R and Perl

ccc31807 · Sep 2, 2011

Has anyone used R with Perl for statistical programming?

Has anyone used R with Perl to output graphical files?

Is it any more complicated than writing R scripts and calling the R
interpreter using system() or the like?

I'm about to embark on a major project with R, and really, really need
Perl to munge my data files. I would like to automate the entire
thing, but if I can't I can use Perl to generate the input data for R
and manually generate the output files.

Thanks, CC.

azrazer · Sep 6, 2011

Hello,
Le 03/09/2011 00:26, ccc31807 a écrit :

Has anyone used R with Perl for statistical programming?
Has anyone used R with Perl to output graphical files? I think so, too.

Is it any more complicated than writing R scripts and calling the R
interpreter using system() or the like?

Using system raises no issues in my opinion...
You definitely can write your script and call R using the commandline.

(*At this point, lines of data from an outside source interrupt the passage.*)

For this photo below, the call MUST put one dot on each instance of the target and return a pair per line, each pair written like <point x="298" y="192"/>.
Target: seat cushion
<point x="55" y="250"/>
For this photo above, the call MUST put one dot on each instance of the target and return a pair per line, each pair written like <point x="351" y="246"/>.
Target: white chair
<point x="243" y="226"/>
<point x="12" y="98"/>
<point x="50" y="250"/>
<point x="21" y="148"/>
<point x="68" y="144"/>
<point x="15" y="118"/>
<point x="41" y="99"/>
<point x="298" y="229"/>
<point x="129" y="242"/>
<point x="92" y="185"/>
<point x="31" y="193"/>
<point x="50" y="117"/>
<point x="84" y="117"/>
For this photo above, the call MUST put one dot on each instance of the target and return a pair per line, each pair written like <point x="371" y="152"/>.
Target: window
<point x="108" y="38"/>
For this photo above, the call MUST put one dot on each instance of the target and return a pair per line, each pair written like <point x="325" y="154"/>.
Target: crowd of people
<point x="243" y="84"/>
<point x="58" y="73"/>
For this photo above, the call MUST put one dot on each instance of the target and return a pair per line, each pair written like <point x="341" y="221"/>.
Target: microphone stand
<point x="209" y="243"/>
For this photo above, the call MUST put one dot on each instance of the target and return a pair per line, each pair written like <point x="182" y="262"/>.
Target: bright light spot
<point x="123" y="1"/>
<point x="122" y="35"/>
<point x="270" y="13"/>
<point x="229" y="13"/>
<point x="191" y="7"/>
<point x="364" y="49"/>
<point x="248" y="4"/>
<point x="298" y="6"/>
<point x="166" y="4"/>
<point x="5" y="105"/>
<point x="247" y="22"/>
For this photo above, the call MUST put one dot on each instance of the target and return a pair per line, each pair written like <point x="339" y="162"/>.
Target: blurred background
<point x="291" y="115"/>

I'm about to embark on a major project with R, and really, really need
Perl to munge my data files. I would like to automate the entire
thing, but if I can't I can use Perl to generate the input data for R
and manually generate the output files.

Could you be a bit more precise about what you want to do.
AFAIK, from experience, the best thing to do would be to format your
data using Perl without making any modification on your data (i.e. if
you have LONG+LARGE tables of numbers, don't make any mathematics on
them using perl) but just FORMAT them as a well-structured table.

Then do all the filtering, mathematical operations etc... on your
database using R.

(I am not saying that Perl is not suitable for such operations, but i
think it is better to launch your Perl script once, and then work on the
database using R, if it is the software you want to use ! Raw data
usually provides more information than modified data)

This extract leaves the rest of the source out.